I want to keep the window seat and the slanting roof top
on Cornell Place, keep it in the basket so I can climb back
lie, watch the sky with handfuls of clouds sliding by
I want to keep the way you said “why do you think you’re crazy?”
I want to keep the puzzlement of that
sweet belief sparkling
floating like golden moats in the sunset
I want belief, a thin film of it like magic dust

I want to carry my children’s laughter, and every single hug
and the brick of anger I lobbed through the glass window of us
I want to keep that, too, to remind me
broken is something to keep, too
But mostly I want to keep those giggles that skipped like stones
across the mirror lake
that shone like a string of lights in a summer garden
I want to keep every purring swirl I ever held
and even the ghost who stood there
watching me heartbeating fast, pretending sleep

It’s my basket. I can keep what I want.

 

––––

The above was written in a twelve-minute fastwrite from a prompt developed by one of my classmates at Amherst Writers & Artist’s Workshop Leader training in Chicago this September.
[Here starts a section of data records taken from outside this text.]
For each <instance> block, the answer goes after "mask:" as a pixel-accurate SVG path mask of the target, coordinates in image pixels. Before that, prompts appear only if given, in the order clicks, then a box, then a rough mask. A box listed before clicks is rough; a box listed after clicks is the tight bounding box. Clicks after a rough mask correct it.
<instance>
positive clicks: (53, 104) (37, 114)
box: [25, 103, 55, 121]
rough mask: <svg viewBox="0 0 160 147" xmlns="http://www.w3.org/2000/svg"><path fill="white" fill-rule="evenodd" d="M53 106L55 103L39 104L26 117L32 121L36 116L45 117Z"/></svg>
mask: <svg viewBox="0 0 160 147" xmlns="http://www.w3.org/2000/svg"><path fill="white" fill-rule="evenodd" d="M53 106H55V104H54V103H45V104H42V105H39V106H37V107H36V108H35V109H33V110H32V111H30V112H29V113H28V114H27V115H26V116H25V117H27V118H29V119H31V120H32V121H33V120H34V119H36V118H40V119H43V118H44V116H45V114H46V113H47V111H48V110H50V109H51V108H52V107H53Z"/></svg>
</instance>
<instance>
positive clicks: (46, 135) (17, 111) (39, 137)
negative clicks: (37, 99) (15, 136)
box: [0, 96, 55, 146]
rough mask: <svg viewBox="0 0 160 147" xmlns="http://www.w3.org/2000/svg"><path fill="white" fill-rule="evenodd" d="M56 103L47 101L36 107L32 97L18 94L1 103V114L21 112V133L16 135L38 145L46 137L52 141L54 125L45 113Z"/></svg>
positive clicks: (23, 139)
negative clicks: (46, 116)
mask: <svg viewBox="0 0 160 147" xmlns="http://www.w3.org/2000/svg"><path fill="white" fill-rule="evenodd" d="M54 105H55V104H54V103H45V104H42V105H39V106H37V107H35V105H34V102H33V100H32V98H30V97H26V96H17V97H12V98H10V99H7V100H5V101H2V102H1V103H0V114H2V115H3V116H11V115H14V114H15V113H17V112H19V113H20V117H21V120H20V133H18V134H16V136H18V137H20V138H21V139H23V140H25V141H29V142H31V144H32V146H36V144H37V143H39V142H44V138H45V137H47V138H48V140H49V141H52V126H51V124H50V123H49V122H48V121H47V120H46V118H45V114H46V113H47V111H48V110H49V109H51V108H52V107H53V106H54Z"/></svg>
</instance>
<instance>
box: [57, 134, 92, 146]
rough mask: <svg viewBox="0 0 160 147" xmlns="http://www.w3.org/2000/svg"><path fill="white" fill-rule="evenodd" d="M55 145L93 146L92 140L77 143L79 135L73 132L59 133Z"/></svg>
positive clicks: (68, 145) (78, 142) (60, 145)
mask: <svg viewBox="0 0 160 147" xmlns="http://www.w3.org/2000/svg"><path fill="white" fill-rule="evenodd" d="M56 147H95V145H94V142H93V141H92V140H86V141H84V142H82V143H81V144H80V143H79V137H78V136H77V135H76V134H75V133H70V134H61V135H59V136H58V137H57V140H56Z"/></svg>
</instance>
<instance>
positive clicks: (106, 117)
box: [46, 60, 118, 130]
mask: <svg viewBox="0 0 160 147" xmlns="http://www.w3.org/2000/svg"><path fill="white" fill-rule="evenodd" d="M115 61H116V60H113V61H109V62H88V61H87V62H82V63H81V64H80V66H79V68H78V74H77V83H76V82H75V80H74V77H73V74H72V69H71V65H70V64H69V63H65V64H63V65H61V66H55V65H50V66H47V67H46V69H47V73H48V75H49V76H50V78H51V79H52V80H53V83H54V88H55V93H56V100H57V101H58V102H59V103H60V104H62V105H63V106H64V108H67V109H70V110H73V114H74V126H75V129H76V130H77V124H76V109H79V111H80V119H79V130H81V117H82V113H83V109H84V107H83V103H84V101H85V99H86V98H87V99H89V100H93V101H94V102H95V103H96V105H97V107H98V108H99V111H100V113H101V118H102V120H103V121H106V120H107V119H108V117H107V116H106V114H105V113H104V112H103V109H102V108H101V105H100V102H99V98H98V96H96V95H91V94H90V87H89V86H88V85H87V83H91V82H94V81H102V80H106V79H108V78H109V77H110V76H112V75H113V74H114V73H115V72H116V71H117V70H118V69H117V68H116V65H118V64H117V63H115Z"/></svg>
Along with my fellow students, I delved into the AWA method, which you can read more about here. I was drawn to the method, based on the work of Pat Schneider, because of her bedrock belief that every single one of us is born with creative genius, that EVERYONE is a writer/storyteller (regardless of educational level, age, or socio-economic status). Writing that moves us, inspires us, makes us feel, makes us laugh, makes us cry—such writing is the result of connecting to our deepest voices. Our true selves.

I already knew this to be true—that everyone has within them a unique and creative voice. I learned it from the skilled leaders and community at Cincinnati’s Women Writing for (a) Change, where I found my voice (which I had all but lost) in core classes, workshops, and retreats.

This summer it became clear to me that what I most wanted is to learn ways to unlock that magic for others. All kinds of others. People who aspire to write books, people who have written many books, people who want to write poems, people who don’t think anyone wants to hear their stories, people who think no one is listening, or that no one cares. The act of expression—genuine, authentic expression—is an act of liberation. For me, it is transcendent.

Writing is when I connect to my soul-self.

At AWA training, my classmates and I learned about taking creative risks, about creating an environment that welcomes the seeds of new ideas and allows craft to bloom. It was a transformational week.

I’m happy to say I’m a certified AWA Workshop Leader now!
Tonight I led my first small-but-mighty AWA-method workshop at Clifton Cultural Arts Center.

I think I will put tonight in my basket, and keep that, too.